Initiating An Early Weightbearing Program With A Lapidus Bunionectomy

In regard to determining which patients you should allow to begin an early weightbearing program, exact guidelines have yet to be established. However, an early weightbearing program does not affect the indications for Lapidus arthrodesis.

   Patients who have an increased risk for complications should avoid early weightbearing or bear weight cautiously. Patients (such as smokers) who have an increased risk for nonunion may not be good candidates for early weightbearing but this is not an absolute contraindication. Obese patients are not great candidates for early weightbearing due to the force that can pass through the fusion site and lead to fixation failure. Do not enroll neuropathic patients in an early weightbearing program for similar reasons. Osteopenic patients with poor bone stock are also poor candidates.

   The fixation construct is extremely important when considering early weightbearing after a Lapidus bunionectomy. A construct that provides compression, resists rotation and counteracts the forces of weightbearing is important when considering the fixation method. When using screw fixation, it is best to use two screws. Surgeons have utilized a variety of techniques for screw fixation and these techniques can be categorized into long screw fixation or short screw fixation. Advocates of long screw fixation believe that longer screws provide resistance to cantilever forces. Plate fixation is also in use with a variety of plating systems. More contemporary options include specialized plating systems that are dedicated and contoured for the first tarsometatarsal joint.

   Surgeons may initiate early weightbearing protocols immediately after surgery, at the two-week visit or at four weeks postoperatively. Of course, the fixation construct plays an important role when it comes to starting early weightbearing. An advantage to waiting until the two-week visit at suture removal is that it allows for surgeons to be confident that the soft tissue envelope is healed. Surgeons should be comfortable with the Lapidus arthrodesis before initiating an early weightbearing program.

Final Thoughts

The Lapidus bunionectomy has several advantages for severe bunions in comparison to other methods in that the surgeon can preserve the big toe joint and realign the first metatarsal at the apex of the deformity.

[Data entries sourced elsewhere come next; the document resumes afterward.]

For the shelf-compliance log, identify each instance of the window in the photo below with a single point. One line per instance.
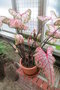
(55, 6)
(34, 5)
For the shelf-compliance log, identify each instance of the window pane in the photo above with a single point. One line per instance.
(23, 5)
(4, 7)
(55, 6)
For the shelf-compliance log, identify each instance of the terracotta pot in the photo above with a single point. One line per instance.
(28, 71)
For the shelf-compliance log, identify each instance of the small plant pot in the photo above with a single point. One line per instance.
(28, 71)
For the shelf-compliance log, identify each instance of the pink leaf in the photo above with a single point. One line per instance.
(44, 18)
(15, 23)
(45, 61)
(1, 19)
(19, 39)
(24, 17)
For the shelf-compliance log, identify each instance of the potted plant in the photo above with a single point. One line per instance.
(33, 56)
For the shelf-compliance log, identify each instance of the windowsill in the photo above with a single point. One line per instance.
(12, 37)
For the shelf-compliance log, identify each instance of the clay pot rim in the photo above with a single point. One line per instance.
(26, 67)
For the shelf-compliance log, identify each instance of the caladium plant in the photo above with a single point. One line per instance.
(45, 61)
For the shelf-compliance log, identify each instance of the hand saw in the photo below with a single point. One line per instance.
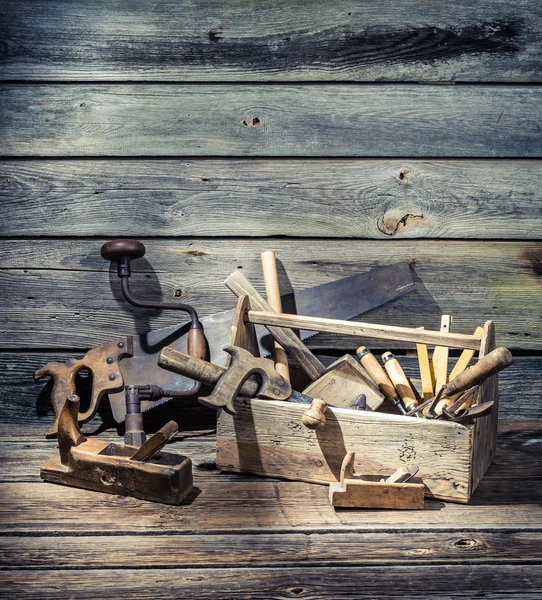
(341, 299)
(132, 360)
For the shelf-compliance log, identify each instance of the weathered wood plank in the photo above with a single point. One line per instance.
(70, 300)
(225, 505)
(362, 41)
(518, 456)
(27, 411)
(413, 581)
(321, 120)
(291, 549)
(359, 199)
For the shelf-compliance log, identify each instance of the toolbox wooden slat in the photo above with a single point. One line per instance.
(359, 198)
(288, 120)
(280, 41)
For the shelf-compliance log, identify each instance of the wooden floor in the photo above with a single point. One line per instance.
(249, 537)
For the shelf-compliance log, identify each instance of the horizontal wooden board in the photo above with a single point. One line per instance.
(222, 505)
(292, 120)
(304, 198)
(523, 582)
(27, 412)
(393, 41)
(517, 456)
(170, 551)
(61, 294)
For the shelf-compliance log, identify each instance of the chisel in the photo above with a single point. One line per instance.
(378, 375)
(492, 363)
(400, 381)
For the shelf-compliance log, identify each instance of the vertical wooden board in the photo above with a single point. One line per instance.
(485, 429)
(268, 438)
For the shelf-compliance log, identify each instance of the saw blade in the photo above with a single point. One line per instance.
(341, 299)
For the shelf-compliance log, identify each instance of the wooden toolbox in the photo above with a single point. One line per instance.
(267, 437)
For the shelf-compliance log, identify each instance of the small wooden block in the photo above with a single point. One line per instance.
(367, 491)
(343, 382)
(106, 467)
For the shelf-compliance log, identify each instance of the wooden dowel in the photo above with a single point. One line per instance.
(440, 356)
(426, 372)
(466, 356)
(385, 332)
(272, 291)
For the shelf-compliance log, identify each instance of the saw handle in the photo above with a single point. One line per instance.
(103, 364)
(492, 363)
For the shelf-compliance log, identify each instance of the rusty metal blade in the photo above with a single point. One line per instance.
(341, 299)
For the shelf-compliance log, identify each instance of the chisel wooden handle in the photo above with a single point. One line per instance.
(399, 380)
(200, 370)
(492, 363)
(272, 291)
(369, 361)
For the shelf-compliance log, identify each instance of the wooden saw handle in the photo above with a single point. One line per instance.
(272, 291)
(492, 363)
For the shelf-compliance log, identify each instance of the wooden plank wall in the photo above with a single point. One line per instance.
(343, 134)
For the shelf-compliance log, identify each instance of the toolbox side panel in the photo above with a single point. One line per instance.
(267, 438)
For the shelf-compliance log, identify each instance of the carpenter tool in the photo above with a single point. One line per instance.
(131, 360)
(439, 364)
(461, 364)
(233, 381)
(379, 376)
(360, 403)
(398, 491)
(272, 291)
(492, 363)
(340, 383)
(315, 416)
(402, 475)
(94, 464)
(400, 381)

   Since fixation techniques have improved and early weightbearing protocols have emerged, surgeons can utilize the Lapidus for severe bunions in cases in which they previously had to resort to joint destructive procedures.

   Dr. Blitz is the Chief of Foot Surgery and Associate Chairman of Orthopaedics at Bronx-Lebanon Hospital Center in New York. He is Board Certified by the American Board of Podiatric Surgery and is a Fellow of the American College of Foot and Ankle Surgeons. Dr. Blitz can be reached at nealblitz@yahoo.com, and @DrNealBlitz on Twitter.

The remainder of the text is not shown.